The Darwinism/Lamarckism thing is wrapped up in politics. Darwinism is used as a justification of the social order. Might is right. The strong survive. Lamarckism has a more touchy feely feel to it. Not that Darwinism is fundamentally wrong! Its just that the nuances are ignored because of the politics.
I thinks that's a misinterpretation of Darwinism. The strong don't survive. The surviving ones survive. That's the whole point. Darwinism isn't an optimisation algorithm. A set of circumstances that were favourable for survival with a particular trait may not necessarily be favourable in the future. At any given point, though, the ones that survived are the ones that you can see, so it appears as though they were "selected". This theory is nicer than Lamarckism because it literally needs no mechanism. In order to accept Lamarckism you need to show that species change due to environmental pressures. That's more difficult.

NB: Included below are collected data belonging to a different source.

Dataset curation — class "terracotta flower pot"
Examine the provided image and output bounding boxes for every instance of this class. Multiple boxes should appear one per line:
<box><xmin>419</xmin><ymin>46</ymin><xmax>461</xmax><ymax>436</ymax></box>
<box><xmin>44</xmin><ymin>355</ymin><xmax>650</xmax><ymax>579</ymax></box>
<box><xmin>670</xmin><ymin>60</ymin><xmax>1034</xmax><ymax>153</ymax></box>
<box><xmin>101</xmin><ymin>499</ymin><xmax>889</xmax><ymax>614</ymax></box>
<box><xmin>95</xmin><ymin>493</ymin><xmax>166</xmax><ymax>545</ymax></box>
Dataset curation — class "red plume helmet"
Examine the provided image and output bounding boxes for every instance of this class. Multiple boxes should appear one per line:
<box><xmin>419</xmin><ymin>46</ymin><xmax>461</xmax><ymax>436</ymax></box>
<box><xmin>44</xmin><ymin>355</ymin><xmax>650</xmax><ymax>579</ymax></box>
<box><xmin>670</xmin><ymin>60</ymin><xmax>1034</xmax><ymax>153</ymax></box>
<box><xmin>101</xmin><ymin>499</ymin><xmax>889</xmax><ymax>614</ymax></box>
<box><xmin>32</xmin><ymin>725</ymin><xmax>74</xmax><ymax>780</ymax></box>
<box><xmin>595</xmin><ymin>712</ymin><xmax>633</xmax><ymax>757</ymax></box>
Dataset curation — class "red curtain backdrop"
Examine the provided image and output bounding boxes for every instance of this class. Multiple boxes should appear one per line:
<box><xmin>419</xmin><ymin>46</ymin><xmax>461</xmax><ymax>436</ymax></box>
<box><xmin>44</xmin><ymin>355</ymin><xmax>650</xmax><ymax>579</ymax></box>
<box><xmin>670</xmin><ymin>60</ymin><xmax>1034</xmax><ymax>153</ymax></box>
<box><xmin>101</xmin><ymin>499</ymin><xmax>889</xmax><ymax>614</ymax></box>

> Darwinism isn't an optimisation algorithm. A set of circumstances that were favourable for survival with a particular trait may not necessarily be favourable in the future.
While agreeing with the thrust of your post, personally I think that Darwinism is a form of optimization, but the mild confusion around Darwinism that you're describing is a confusion about what that system optimizes for.
Darwinism optimizes for survival in the specific environment and circumstance, and plays out over time. Darwinism does not optimize for "best" or "strongest" or the "mightiest".
To be fair, I think that's memebox3v's exact point. They say: 'Darwinism is used as a justification of the social order... the nuances are ignored because of the politics.' One such nuance is the point that you make.